副流煙ってどのくらい飛ぶの?電子タバコって安全?喫煙者であっても、タバコについて知らないことって意外に多いもの。今回は禁煙専門医の川井治之さんに、知っておいてほしいタバコ雑学を教えていただきました。
ベランダ喫煙なら誰にも迷惑をかけないはウソ
在宅ワークが増えて、息抜きにベランダ越しで喫煙する回数が増えた人もいるのではないでしょうか。周囲に気づかってベランダで喫煙しているはずが、実は迷惑な行為ということがわかっています。
産業医科大学の大和浩教授が行った実験では、真下や隣の住民がベランダで喫煙した場合、ベランダや窓を開けた室内へ副流煙が飛んでくることが明らかに。
同教授の別の実験では、地上でタバコを吸ったときに副流煙は25m先まで広がることも分かりました。タバコから吐き出された白煙部分だけが、副流煙として影響する範囲と思っていたら大間違いなのです。

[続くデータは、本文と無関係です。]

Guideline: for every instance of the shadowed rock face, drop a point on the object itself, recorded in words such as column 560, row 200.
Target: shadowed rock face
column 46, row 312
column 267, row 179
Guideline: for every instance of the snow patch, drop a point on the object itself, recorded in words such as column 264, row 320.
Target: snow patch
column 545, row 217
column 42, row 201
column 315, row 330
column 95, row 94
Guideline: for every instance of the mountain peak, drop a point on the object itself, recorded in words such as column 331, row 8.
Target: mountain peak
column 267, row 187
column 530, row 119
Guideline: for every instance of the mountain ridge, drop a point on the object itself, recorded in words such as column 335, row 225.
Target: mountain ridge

国立がん研究センターによると、受動喫煙によって肺がんや心疾患などを患って亡くなる人は、年間1万5000人にのぼるそうです。
とはいえ、タバコの煙やニオイから受動喫煙が気になっている人のなかには、トラブルを恐れて喫煙者に本音を言い出せない人がたくさんいます。タバコを吸うのであれば、周囲の人々に配慮できるといいでしょう。
加熱式タバコが必ずしも安全とは限らない理由
最近は煙が出ないというメリットから電子タバコのような新型タバコを吸う人も多いですよね。しかし、受動喫煙の被害を抑えられても、これらのタバコは健康に害がないわけではありません。
そもそも「電子タバコ」と多くの人が呼んでいるものには2種類あります。
ひとつは装置内もしくは専用カートリッジ内の液体を電気で加熱して蒸気を楽しむもので、国内ではニコチンを含まないもののみ販売されています。これが本来電子タバコといわれるものです。

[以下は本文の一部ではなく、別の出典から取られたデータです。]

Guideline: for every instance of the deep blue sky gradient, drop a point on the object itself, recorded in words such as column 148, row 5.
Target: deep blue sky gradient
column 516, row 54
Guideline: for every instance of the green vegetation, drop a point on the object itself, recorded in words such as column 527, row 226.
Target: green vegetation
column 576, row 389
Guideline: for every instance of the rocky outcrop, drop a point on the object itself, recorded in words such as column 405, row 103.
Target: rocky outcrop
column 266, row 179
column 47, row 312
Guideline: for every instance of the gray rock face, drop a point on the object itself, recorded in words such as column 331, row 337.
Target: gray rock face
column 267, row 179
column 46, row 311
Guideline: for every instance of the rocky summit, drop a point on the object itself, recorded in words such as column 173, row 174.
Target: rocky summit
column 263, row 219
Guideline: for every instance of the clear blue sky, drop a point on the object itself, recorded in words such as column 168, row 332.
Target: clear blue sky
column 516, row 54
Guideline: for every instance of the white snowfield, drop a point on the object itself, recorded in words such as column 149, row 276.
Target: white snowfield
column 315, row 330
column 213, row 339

もうひとつは、加熱式タバコ。これは葉タバコを加熱してその蒸気を出すためニコチンが含まれており、前述の電子タバコとは異なるものです。
加熱式タバコは煙が少ないことと、タールなどのタバコを燃やしてできるような有害物質が少ないメリットもあり、一見問題がなさそうな気がするでしょう。

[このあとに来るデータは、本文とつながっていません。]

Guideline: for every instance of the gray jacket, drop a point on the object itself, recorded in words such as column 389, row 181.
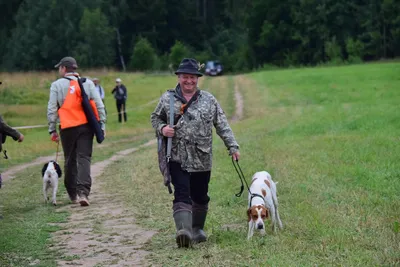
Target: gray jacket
column 192, row 143
column 58, row 92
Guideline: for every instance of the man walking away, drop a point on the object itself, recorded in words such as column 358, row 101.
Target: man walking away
column 65, row 103
column 120, row 95
column 100, row 89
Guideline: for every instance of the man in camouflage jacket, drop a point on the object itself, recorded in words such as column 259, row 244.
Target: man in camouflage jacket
column 196, row 112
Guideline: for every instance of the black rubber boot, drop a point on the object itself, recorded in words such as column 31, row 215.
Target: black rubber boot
column 199, row 218
column 183, row 223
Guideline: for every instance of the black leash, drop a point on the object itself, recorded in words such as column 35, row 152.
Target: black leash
column 242, row 178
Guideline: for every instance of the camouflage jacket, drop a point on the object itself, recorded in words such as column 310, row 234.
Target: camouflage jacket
column 192, row 143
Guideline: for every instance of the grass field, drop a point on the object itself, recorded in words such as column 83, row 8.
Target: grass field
column 329, row 136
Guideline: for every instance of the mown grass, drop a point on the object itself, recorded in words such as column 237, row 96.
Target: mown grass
column 330, row 137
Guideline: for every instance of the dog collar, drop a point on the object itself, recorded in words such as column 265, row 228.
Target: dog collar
column 253, row 196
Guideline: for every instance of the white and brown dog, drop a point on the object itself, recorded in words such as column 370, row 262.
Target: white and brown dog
column 51, row 172
column 263, row 202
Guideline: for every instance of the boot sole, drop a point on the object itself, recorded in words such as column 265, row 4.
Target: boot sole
column 199, row 239
column 183, row 240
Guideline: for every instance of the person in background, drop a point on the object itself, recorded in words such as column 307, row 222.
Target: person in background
column 120, row 95
column 76, row 133
column 100, row 89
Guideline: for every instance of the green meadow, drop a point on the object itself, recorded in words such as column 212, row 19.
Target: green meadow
column 329, row 136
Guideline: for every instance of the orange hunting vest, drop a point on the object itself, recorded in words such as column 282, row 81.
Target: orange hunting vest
column 71, row 112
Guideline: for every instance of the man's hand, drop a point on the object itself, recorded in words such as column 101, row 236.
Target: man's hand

ですが、加熱式タバコは有害物質が少ないからと言って、ふつうのタバコを吸った際に起こりうるがん、脳梗塞や心筋梗塞などの病気のリスクが必ずしも低くなるわけではありません。
依存して吸い続ければ、ふつうのタバコ同様に病気のリスクを高めてしまいます。
タバコは肌荒れや赤ちゃんの発育遅延に影響することも
喫煙により、妊娠するまでの受胎待ち時間が長くなる、閉経が早まって生殖期間が短くなるなど、不妊に影響を及ぼすことがわかっています。
また、妊婦がタバコを吸う場合も、赤ちゃんの発育遅延や低出生体重、「乳幼児突然死症候群(SIDS)」のリスクなど、さまざまなデメリットがあります。
健康を害するのはもちろんですが、美容面でも影響があります。タバコは体の老化を進めるため、顔の黒ずみや肌荒れなど引き起こすのです。
日ごろからきちんとスキンケアをしていても、タバコは体の内側から美しい肌を壊していきます。
しかも、タバコに依存しているとニコチンが脳内物質をコントロールしているため、幸福感や癒やしを感じにくくなります。
「タバコを吸うと落ち着く」「ホッとする」というのは一時的なもの。すぐに禁断症状でイライラしたり、緊張を感じたりするため、結局タバコでストレスは解消されません。
むしろ、その“負の感情”を作っているものこそが、タバコなのです。